April-2024
版本发布时间: 2024-04-10 00:09:05
unslothai/unsloth最新发布版本:September-2024(2024-09-24 05:32:53)
Long Context Window support
You can now 2x your batch size or train on long context windows with Unsloth! 228K context windows on H100s are now possible (4x longer than HF+FA2) with Mistral 7b.
How? We coded up an async offloaded gradient checkpointing in 20 loc of pure @PyTorch, reducing VRAM by >30% with +1.9% extra overhead. We carefully mask movement betw RAM<=>GPU. No extra dependencies needed.
Try our Colab notebook with Mistral's new long context v2 7b model + our new VRAM savings
You can turn it on with use_gradient_checkpointing = "unsloth"
:
model = FastLanguageModel.get_peft_model(
model,
r = 16,
target_modules = ["q_proj", "k_proj", "v_proj", "o_proj",
"gate_proj", "up_proj", "down_proj",],
lora_alpha = 16,
use_gradient_checkpointing = "unsloth", # True or "unsloth" for very long context
random_state = 3407,
)
Below shows the maximum possible sequence length with Mistral 7b QLoRA rank=32:
GPU | Memory | HF+FA2 | Unsloth | Unsloth New |
---|---|---|---|---|
RTX 4060 | 8 GB | 1,696 | 3,716 | 7,340 |
RTX 4070 | 12 GB | 4,797 | 11,055 | 19,610 |
RTX 4080 | 16 GB | 7,898 | 18,394 | 31,880 |
RTX 4090 | 24 GB | 14,099 | 33,073 | 56,420 |
A100 | 40 GB | 26,502 | 62,431 | 105,500 |
A6000 | 48 GB | 32,704 | 77,110 | 130,040 |
H100 | 80 GB | 57,510 | 135,826 | 228,199 |
Self Healing Tokenizers
We managed to smartly and on the fly convert a slow HF tokenizer to a fast one. We also automatically now load the tokenizer, and fix some dangling incorrect tokens. What can this be useful for?
- Broken tokenizers like Starling or CodeLlama can be “self healed” to work. Not healing them can cause unlucky out of bounds memory accesses.
- No need to manually edit the tokenizer files to support the ChatML format. Sloth automatically edits the sentencepiece tokenizer.model and other files.
- Sometimes model uploaders require you to use the slow tokenizer, due to the fast tokenizer (HF’s Rust version) giving wrong results.
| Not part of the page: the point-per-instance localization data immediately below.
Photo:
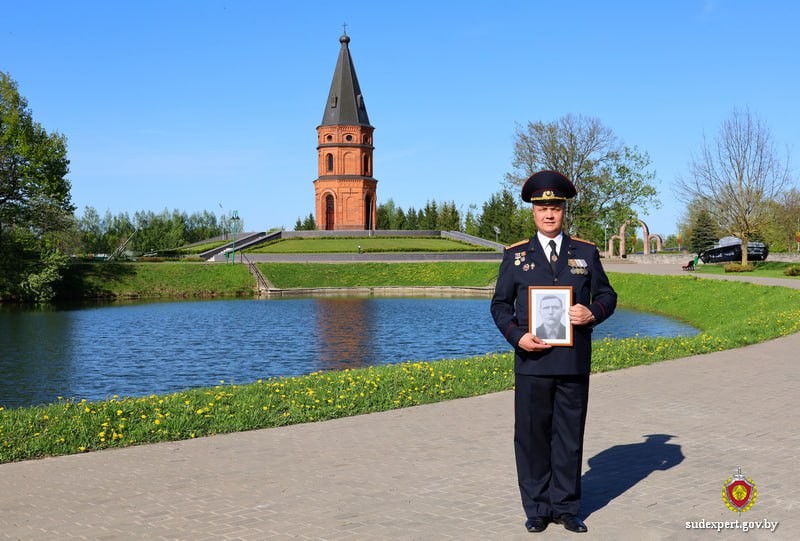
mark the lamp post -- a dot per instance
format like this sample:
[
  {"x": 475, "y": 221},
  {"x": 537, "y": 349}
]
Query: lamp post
[{"x": 234, "y": 221}]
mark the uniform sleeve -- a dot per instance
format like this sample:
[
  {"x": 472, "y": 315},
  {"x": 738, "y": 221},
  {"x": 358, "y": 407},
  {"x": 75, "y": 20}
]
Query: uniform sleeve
[
  {"x": 504, "y": 301},
  {"x": 604, "y": 298}
]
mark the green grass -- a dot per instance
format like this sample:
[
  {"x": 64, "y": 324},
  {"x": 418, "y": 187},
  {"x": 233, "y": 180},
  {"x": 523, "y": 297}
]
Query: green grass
[
  {"x": 730, "y": 315},
  {"x": 297, "y": 275},
  {"x": 155, "y": 280},
  {"x": 368, "y": 244},
  {"x": 765, "y": 269}
]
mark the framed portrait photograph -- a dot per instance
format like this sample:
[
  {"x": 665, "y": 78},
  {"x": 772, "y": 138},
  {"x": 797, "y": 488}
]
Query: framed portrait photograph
[{"x": 549, "y": 314}]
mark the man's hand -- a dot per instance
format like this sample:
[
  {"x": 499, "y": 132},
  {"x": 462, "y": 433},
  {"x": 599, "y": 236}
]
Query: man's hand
[
  {"x": 529, "y": 342},
  {"x": 580, "y": 315}
]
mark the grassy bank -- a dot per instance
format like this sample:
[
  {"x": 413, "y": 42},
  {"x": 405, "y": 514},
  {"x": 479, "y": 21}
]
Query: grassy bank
[
  {"x": 155, "y": 280},
  {"x": 293, "y": 275},
  {"x": 765, "y": 269},
  {"x": 730, "y": 314},
  {"x": 367, "y": 244}
]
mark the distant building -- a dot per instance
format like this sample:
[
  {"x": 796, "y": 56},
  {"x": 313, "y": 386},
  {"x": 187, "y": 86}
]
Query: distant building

We try to convert it to a fast variant, and confirm if it tokenizes correctly.
28% Faster RoPE Embeddings
@HuyNguyen-hust managed to make Unsloth RoPE Embeddings around 28% faster! This primarily is useful for long context windows. Via torch profiler, Unsloth's original kernel made RoPE use up less than 2% of total runtime, so you will see maybe 0.5 to 1% speedups especially for large training runs. Any speedup is vastly welcome! See #238 for more details.
Bug Fixes
- Gemma would not convert to GGUF correctly due to tied weights. Now fixed.
- Merging to 16bit on Kaggle breaks since Kaggle only supports 20GB of disk space - we smartly delete the 4GB model.safetensors file, allowing you to merge to 16bit.
- Inference is finally fixed on batched generation. We did not accidentally account for the attention mask and position ids. Reminder inference is 2x faster natively!
- Finetuning on lm_head and embed_tokens now works correctly! See https://github.com/unslothai/unsloth/wiki#finetuning-the-lm_head-and-embed_tokens-matrices. Remember to set modules_to_save.
- @oKatanaaa via #305 noticed you must downgrade
protobuf<4.0.0
. We edited thepyproject.toml
to make it work.
As always, Colab and Kaggle do not need updating. On local machines, please use pip install --upgrade --force-reinstall --no-cache-dir git+https://github.com/unslothai/unsloth.git
to update Unsloth with no dependency changes.